会長挨拶 〜建築士会の未来へ〜

一般社団法人京都府建築士会 会長 衛藤照夫

21世紀も16年が過ぎました。振り返って建築に携わる建築士である自分と建築士会の今後を考えるべき時だと思います。私は2002年に会長に就任し、2009年には新しい建築士会の再出発として、自助努力を重ねる会員の支援にあたりたいとの所信を述べました。十分なことができたかどうかは不安なところですが、行政政策への協力、また士会ならではのまちづくり活動や建築士の資質向上に取り組み、一定の成果が生まれているのは会員皆さまの努力や力そのものであったと思います。

今年は、12月8日に建築士会の全国大会が京都で開催予定です。
「山とまちと木造建築」という大会テーマはここ3年前から温めてきたもので、今までの建築士会活動の或る意味で一つの集約でもあるのです。安全で健康な暮らしを取り巻く自然環境や都市環境。暮らしの文化や芸術のインキュベーターとしての木造住宅や建築物。これらの創造にかかわる建築士としての活動とその活動支援を行う建築士会を謳い上げるのが今年の全国大会の本質だと考えます。
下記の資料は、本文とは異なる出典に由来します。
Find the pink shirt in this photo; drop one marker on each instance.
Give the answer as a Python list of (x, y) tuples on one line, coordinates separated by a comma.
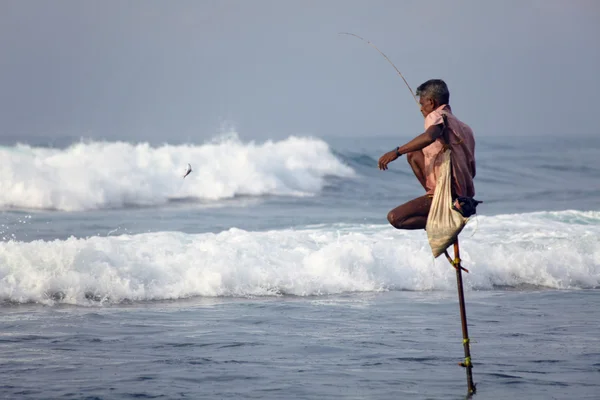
[(462, 144)]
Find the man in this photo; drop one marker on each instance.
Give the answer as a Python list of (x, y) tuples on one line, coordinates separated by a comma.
[(442, 128)]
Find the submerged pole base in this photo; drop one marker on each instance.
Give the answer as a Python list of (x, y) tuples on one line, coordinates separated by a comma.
[(467, 364)]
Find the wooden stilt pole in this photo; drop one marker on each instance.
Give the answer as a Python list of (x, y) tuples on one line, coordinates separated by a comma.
[(467, 364)]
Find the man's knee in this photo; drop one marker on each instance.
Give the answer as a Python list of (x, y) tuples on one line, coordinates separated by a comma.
[(395, 220)]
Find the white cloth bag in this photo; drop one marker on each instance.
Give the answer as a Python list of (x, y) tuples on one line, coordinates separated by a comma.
[(443, 222)]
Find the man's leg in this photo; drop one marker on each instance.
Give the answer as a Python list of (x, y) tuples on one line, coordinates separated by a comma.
[(416, 160), (412, 214)]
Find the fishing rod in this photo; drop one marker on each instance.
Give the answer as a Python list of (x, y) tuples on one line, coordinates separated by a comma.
[(386, 57), (456, 262)]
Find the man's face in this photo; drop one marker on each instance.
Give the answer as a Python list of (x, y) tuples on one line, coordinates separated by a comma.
[(427, 105)]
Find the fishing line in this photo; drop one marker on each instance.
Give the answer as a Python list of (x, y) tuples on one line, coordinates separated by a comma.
[(386, 57)]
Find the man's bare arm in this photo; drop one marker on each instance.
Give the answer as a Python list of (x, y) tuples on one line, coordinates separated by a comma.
[(423, 140), (418, 143)]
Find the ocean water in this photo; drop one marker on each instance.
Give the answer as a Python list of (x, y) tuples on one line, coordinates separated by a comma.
[(270, 272)]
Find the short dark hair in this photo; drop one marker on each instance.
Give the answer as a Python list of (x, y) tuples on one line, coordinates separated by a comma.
[(435, 89)]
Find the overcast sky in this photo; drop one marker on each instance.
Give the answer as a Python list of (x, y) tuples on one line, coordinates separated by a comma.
[(186, 69)]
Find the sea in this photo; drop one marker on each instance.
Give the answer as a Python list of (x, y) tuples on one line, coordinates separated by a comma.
[(271, 272)]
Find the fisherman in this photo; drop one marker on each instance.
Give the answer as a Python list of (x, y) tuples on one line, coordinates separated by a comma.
[(442, 129)]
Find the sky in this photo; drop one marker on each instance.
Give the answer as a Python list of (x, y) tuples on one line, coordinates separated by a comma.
[(268, 69)]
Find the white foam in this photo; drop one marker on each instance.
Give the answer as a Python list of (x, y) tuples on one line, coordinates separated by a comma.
[(100, 175), (555, 250)]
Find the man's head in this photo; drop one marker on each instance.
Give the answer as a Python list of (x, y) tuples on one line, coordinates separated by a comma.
[(432, 94)]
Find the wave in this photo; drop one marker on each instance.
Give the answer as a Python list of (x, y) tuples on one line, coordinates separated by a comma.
[(100, 175), (559, 250)]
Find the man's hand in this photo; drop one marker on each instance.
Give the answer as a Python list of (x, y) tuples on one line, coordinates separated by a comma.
[(387, 158)]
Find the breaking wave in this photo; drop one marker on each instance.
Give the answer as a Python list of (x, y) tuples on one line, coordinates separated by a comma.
[(100, 175), (559, 250)]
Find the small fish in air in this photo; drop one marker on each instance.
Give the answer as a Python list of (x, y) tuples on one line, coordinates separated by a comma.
[(188, 170)]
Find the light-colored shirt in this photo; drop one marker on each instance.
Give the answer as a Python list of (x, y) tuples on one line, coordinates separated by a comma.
[(462, 144)]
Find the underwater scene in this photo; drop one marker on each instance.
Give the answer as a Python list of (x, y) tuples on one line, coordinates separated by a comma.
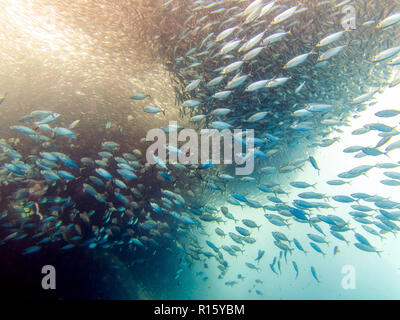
[(200, 149)]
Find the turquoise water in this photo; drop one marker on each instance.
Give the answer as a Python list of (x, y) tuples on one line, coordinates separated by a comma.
[(129, 238)]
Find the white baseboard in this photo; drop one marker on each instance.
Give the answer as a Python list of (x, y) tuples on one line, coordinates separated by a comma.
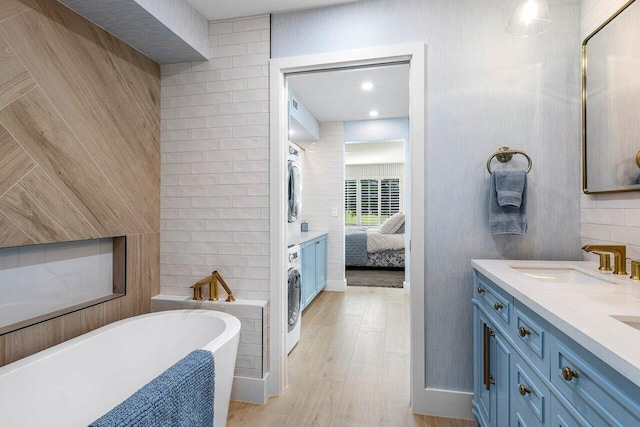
[(251, 390), (336, 285), (444, 403)]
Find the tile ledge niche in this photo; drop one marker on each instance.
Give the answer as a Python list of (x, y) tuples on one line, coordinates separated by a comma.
[(43, 282)]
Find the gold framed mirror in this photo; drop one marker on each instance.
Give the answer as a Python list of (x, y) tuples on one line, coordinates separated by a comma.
[(611, 104)]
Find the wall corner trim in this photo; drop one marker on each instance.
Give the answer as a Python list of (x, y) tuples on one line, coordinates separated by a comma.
[(251, 390)]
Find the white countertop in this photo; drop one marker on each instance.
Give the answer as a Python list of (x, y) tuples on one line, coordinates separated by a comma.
[(305, 236), (581, 311)]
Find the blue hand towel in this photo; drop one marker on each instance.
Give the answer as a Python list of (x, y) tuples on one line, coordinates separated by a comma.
[(182, 396), (510, 186), (507, 219)]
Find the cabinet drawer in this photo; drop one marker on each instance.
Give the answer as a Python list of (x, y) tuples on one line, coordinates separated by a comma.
[(590, 390), (493, 300), (529, 392), (521, 419), (564, 415), (530, 334)]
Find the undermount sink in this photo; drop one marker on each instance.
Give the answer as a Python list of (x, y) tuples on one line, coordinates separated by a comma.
[(634, 322), (560, 275)]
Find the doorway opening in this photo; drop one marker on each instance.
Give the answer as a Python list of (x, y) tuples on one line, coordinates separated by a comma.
[(282, 70)]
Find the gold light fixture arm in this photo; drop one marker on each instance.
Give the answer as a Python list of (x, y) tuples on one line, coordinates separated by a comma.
[(212, 281)]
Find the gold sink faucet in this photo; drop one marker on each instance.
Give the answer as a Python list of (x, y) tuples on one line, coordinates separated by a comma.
[(619, 255)]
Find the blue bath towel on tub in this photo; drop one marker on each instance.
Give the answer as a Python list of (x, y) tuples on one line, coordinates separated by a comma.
[(181, 396)]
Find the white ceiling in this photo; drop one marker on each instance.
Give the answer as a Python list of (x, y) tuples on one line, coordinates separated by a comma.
[(225, 9), (338, 96)]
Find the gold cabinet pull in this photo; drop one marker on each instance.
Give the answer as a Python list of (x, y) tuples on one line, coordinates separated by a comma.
[(487, 378), (569, 374), (523, 332), (523, 390)]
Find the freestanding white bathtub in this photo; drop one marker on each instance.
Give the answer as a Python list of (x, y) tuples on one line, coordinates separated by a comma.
[(76, 382)]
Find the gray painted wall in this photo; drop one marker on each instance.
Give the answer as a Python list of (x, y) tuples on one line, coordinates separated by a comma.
[(486, 90)]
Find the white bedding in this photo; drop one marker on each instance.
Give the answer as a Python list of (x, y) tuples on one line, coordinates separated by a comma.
[(377, 242)]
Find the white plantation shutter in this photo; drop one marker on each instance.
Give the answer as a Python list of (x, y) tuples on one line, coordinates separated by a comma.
[(389, 197), (369, 202), (351, 202)]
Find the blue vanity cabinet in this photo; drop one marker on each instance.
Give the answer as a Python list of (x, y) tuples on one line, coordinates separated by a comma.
[(537, 375), (314, 268), (491, 368)]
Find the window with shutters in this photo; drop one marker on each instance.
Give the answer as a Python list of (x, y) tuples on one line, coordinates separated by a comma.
[(370, 201), (351, 202)]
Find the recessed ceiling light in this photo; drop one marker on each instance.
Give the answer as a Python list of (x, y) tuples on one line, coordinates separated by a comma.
[(367, 86)]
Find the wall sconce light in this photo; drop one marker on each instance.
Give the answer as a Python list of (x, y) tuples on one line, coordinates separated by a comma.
[(530, 17)]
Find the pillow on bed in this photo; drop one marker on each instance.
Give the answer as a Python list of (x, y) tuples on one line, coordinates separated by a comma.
[(392, 224)]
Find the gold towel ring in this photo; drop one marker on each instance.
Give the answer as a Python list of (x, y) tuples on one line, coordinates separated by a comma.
[(505, 154)]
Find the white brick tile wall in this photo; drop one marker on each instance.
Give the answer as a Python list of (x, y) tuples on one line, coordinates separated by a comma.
[(608, 218), (323, 189), (214, 183)]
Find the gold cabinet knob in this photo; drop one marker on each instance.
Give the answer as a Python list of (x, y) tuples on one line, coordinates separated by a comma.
[(635, 270), (523, 390), (523, 332), (569, 374)]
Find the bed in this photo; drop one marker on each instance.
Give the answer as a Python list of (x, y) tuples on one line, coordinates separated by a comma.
[(368, 247)]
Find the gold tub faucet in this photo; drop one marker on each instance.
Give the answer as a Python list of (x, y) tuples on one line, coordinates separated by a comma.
[(619, 255), (212, 281)]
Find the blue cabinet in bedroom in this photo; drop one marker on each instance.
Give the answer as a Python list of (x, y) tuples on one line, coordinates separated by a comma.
[(314, 268)]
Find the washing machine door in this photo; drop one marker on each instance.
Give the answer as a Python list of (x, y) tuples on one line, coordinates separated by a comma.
[(295, 296), (294, 201)]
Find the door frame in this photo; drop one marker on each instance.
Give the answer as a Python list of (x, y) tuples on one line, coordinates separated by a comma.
[(416, 55)]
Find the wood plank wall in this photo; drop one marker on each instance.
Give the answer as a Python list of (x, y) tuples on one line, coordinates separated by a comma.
[(80, 144)]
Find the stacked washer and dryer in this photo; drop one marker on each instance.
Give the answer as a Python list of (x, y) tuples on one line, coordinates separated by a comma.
[(294, 209)]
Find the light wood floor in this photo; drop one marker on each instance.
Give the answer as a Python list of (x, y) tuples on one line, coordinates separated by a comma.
[(350, 368)]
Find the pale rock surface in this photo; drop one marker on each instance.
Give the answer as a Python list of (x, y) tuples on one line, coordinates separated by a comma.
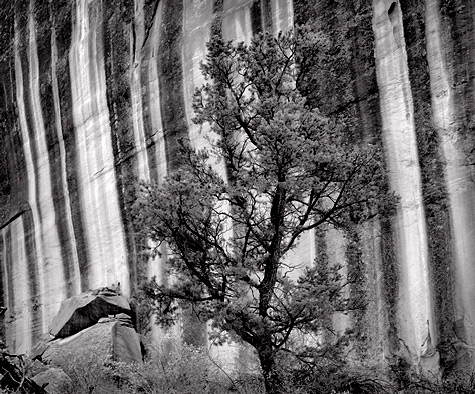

1990年を前にしたバブル崩壊後、小康状態であった日本経済もその後低成長時代を迎えさらに、1987年の消費税増税後デフレ基調が明快となり現在に続いています。失われた20年、いや30年といわれるゆえんです。

この状況は建設投資にも色濃く反映し、国交省による建設投資額はピーク時の1992年度の約84兆円から2010年度の約41兆円まで落ち込みましたが、その後増加に転じ、2015年度では約48兆円となる見通しとされています。しかし現実的にはピーク時からみれば40%に近い落ち込みです。この間にストック活用が強く語られてきましたが、経済循環的にはデフレ期になされた緊縮財政が招いた結果としか思えません。
ただ、少子高齢化を反映した生産年齢人口減少という社会変化により、失業率は減少し、生産性の向上が果たせた場合は減少した生産年齢層の賃金向上は期待できます。昨年は、これらに逆風となる恐れのあるTPPなどグローバル経済の進展にブレーキがかかり、期待できる変化ではありましたが、今後の国際情勢の方向性次第では判断が難しいところでもあります。ともあれ緊縮財政の小休止、内需拡大への方向転換、生産性の向上が建築界の進展に期待したいところです。

社会が経済的観点から重要な局面を迎えてる中、人々の幸せのために果たす建築の役割は重要です。忘れてはならない福島の不幸な災害は、本来の住環境としての復興にとりくむべきで、私たち建築士が果たすべき役割は大きいと思います。
また、教育問題で語られる家庭教育やコミュニティの崩壊などについては、そのバックグラウンドとしてのまちづくり活動や住まいづくりは建築士の役割です。高齢者介護施設は漸く充足方向ですが、障害者や子どもの施設は不十分であるといわれています。建築士は単に建築の数量を充足させるためだけでなく、質や本来の目的にかなう建築生産を実現できるプロフェッショナルなのです。
このような観点で自分たちの業務・役割に向かう誇りを持つことが、より良い仕事を遂行できる道であると思います。

建築士会は、このように考える建築士の仲間を求め、集い、支援する役割を担います。私たちは社会の中にあって、人々にとって有益で有意義な職能団体なのです。日々の精進、日々の創造が社会と私たちの喜びとなればと願っています。